The new French school they built wasn't even big enough to hold all the students who wanted to study in french! You'd think they'd learn from that mistake.
gumbyman 9/25/2012 7:59:28 PM Report
well said.....hats off
frauleinbroomhilda 9/25/2012 8:50:43 PM Report
First of all...Derek...you need to reread Rob's letter again. He has done his homework and has found alot of valuable information. Turn your ear if you want but it makes sense. Lovethenorth...do us all a favor and go back to the south. High schools are no place for 7 and 8 grades. We never had this growing up and were fine learning science and labs, and other high school programs in HIGHSCHOOL. Why change it now? Because they do it down south. Hello? We are population 75,000 and decreasing slowly. Give your head a good shake or two, maybe even three. Go back to the way things were. Let kids be kids and have a fun time learning.

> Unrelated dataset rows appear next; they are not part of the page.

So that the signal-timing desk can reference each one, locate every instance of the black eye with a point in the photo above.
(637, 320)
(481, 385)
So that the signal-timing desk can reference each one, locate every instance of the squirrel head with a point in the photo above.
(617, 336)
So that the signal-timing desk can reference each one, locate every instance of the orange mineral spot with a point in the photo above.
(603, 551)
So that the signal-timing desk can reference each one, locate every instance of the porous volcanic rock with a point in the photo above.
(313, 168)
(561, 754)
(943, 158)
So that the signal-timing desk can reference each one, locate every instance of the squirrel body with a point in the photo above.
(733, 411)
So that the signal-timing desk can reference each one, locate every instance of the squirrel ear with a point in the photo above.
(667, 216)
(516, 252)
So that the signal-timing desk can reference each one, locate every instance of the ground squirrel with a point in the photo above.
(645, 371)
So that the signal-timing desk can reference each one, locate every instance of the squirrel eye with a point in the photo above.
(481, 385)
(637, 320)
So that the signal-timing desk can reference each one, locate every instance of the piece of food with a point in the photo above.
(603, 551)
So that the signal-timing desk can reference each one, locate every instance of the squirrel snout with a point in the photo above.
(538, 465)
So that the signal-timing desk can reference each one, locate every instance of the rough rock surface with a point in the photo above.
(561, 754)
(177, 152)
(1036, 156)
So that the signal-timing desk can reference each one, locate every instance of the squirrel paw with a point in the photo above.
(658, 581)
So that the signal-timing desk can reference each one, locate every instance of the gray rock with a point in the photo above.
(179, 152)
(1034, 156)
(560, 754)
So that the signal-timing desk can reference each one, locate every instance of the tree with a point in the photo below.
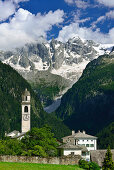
(88, 165)
(108, 163)
(40, 142)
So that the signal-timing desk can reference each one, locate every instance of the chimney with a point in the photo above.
(73, 132)
(84, 132)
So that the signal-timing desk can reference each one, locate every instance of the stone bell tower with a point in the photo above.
(25, 126)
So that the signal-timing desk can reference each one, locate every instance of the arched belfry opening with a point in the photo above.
(26, 109)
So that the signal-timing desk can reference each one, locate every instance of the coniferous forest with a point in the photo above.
(12, 85)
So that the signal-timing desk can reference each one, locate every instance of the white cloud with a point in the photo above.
(25, 27)
(108, 15)
(79, 3)
(109, 3)
(69, 1)
(86, 33)
(8, 7)
(18, 1)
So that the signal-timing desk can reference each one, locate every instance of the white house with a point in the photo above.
(79, 143)
(25, 122)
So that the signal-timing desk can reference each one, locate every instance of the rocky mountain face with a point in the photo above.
(12, 86)
(89, 104)
(67, 60)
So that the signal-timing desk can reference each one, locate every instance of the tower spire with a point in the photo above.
(25, 111)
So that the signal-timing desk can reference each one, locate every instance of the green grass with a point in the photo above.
(33, 166)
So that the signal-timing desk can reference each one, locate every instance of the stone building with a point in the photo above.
(26, 117)
(79, 143)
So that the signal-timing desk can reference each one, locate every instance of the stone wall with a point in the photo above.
(99, 155)
(64, 160)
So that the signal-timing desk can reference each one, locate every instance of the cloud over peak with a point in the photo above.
(109, 3)
(26, 27)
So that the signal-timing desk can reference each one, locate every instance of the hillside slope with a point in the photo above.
(89, 104)
(53, 61)
(12, 86)
(106, 137)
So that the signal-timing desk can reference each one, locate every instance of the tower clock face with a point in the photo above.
(26, 117)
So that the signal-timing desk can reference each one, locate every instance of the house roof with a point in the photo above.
(70, 146)
(26, 93)
(15, 132)
(99, 155)
(19, 135)
(82, 135)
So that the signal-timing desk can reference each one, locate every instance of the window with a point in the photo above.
(87, 145)
(83, 144)
(91, 145)
(87, 153)
(26, 109)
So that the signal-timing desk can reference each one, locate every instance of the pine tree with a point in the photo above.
(108, 163)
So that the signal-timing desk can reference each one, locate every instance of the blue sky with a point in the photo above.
(24, 21)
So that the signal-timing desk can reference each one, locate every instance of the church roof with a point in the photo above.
(82, 135)
(15, 132)
(76, 147)
(26, 93)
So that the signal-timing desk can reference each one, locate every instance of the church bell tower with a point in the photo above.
(25, 111)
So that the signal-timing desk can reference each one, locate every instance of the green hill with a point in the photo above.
(89, 104)
(12, 86)
(106, 137)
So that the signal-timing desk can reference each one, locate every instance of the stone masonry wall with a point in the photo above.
(65, 160)
(99, 155)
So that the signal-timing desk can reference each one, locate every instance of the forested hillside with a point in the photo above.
(106, 137)
(12, 86)
(89, 104)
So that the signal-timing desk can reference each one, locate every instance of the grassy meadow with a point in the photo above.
(33, 166)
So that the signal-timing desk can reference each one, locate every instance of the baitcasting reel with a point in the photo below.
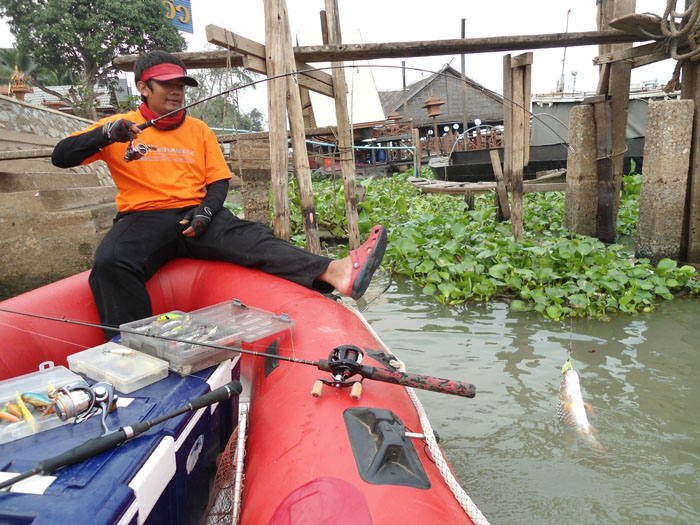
(81, 402)
(135, 151)
(344, 361)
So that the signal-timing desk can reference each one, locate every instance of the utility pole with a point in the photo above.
(560, 87)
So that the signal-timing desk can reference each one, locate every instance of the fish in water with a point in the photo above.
(571, 409)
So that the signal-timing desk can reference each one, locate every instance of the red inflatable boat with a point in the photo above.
(325, 459)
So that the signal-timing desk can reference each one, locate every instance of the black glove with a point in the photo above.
(199, 219)
(117, 131)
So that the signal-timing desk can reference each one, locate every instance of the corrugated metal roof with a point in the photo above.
(446, 84)
(104, 96)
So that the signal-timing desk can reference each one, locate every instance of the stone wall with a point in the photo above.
(52, 219)
(22, 117)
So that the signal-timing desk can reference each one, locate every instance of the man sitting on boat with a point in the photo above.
(172, 183)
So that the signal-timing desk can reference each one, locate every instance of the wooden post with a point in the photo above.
(515, 74)
(347, 158)
(465, 120)
(615, 82)
(301, 159)
(277, 115)
(690, 89)
(415, 134)
(501, 191)
(602, 115)
(518, 156)
(508, 121)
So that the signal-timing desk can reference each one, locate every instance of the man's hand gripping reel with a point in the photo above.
(137, 150)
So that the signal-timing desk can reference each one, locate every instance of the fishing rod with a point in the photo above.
(343, 362)
(95, 446)
(473, 84)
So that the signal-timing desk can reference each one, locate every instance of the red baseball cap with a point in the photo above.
(167, 71)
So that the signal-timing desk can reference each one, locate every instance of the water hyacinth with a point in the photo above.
(457, 255)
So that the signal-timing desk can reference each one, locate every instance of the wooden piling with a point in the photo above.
(515, 76)
(296, 127)
(275, 61)
(690, 89)
(345, 143)
(664, 179)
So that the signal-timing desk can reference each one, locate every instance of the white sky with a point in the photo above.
(413, 20)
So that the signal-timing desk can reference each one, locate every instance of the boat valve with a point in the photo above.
(344, 362)
(81, 402)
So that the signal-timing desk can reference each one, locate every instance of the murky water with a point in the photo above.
(509, 451)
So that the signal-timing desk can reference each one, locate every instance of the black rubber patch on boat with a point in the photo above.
(382, 454)
(271, 363)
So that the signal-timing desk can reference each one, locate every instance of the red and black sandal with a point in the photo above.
(365, 261)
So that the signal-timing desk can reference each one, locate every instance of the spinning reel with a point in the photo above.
(81, 402)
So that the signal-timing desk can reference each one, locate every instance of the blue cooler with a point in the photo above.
(161, 476)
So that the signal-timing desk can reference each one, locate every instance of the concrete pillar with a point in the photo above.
(581, 205)
(251, 160)
(664, 179)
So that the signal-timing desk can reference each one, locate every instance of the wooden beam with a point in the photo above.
(253, 55)
(459, 188)
(345, 143)
(371, 51)
(193, 60)
(256, 135)
(26, 154)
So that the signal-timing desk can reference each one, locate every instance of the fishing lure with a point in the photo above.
(36, 400)
(7, 416)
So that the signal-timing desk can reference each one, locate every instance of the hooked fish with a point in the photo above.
(571, 409)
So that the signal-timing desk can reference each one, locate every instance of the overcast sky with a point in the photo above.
(412, 20)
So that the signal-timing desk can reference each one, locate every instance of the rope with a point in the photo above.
(673, 31)
(613, 155)
(459, 493)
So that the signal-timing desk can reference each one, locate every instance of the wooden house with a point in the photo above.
(447, 85)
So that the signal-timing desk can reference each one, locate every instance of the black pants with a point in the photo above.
(140, 243)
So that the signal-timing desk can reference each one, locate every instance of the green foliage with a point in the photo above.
(223, 111)
(85, 36)
(457, 255)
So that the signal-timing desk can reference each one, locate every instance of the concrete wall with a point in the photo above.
(21, 117)
(52, 219)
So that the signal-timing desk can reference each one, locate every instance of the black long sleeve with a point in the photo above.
(72, 151)
(216, 195)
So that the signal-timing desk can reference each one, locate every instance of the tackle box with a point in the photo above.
(225, 324)
(159, 477)
(125, 368)
(38, 383)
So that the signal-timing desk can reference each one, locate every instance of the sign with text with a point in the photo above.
(179, 12)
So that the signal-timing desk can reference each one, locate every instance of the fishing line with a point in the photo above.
(466, 80)
(335, 366)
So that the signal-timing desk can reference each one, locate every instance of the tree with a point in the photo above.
(36, 75)
(223, 111)
(85, 36)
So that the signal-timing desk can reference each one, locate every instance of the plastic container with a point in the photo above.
(125, 368)
(37, 383)
(178, 334)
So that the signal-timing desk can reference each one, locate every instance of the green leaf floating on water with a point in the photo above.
(453, 254)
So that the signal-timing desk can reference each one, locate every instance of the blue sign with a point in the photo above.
(180, 14)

sweetnsexy69er 9/26/2012 8:48:25 AM Report
My daughter was always an A student...when she hit grade 7 and I transferred her to Superior, her grades started to drop... when the new building was finnaly finished and they were transferred to the new building ment more kids and she and that was when the bullying started..her grades continued to drop as low as C's and D's..I finaly pulled her out of there and yes I tried to talk to the principal and nothing was being done..accualy one of her teaches degraded her by telling her that she is not smart enough for for the advanced classes and told me he cannot believe she was an A student..but anyways I transferred her to the neighbourhood elementary school and her grades went back up to straight A's again and now she is in grade 9 and they had changed all her classes from the low lvls to the advanced lvl..my point here is yes I agree with this edditor of the letter that was posted..less schools equals more kids in one school, equals trouble
BlackHelix 9/26/2012 2:43:44 PM Report
Maybe she was bullied because her mom goes by "sweetnsexy69er" online...
meandmy2cents 9/26/2012 10:43:10 PM Report
What gets me the most is how they are closing St. Theresa's school yet in the summer I watched them put up a fence and a sand box for the jk's. Great somewhere for them to play but under the same breath why are they spending money still on improving the school when they are closing it down. I thought they didn't want to dump anymore money into these schools .
kadynce 9/27/2012 9:11:05 AM Report
Well written and well said! Now what can we do to stop it?
bus 9/27/2012 9:48:10 AM Report
i dont agree with the consolidation of elementary schools. i must say though, holy cross is looking very nice, and it should be a good learning environment compared to the smaller school, but the smaller community schools just seem to be just that, communal, and thats what the city is going to miss. on the other hand, id hate to see st. mary's close, but it really is beyond repair. the plumbing and electrical systems in the building are unrepairable. on the third floor you have to let the water run in the water fountains in the morning in order to get good drinkable water. the bell broke at the school, and it took them 2 years to find the problem which included disecting the scool. when small problems like plumbing or electrical issues happen, it turns into a bigger problem because it almost impossible to tie into or add on to the existing system. the new school will offer more for the students in technology, athletics and the arts, it is a no brainer, and the location is good. its right up second line from blcack road, an artery for the east end, and just down second line, an artery for the west end. theres lots of lan. once those school busses get in that parkng lot, you wont even see them again. this is a good move for the school board. the school is out of the way but in the middle of the city. look at superirior heights. smack dab in the middle of commercial/residential, smc, will be just outside of this kind of area, so traffic at pine and second line should be compared to north street and second line, where superior heights is. in the middle of the city.
kadynce 9/27/2012 1:32:33 PM Report
Derek: really do you need to be that rude.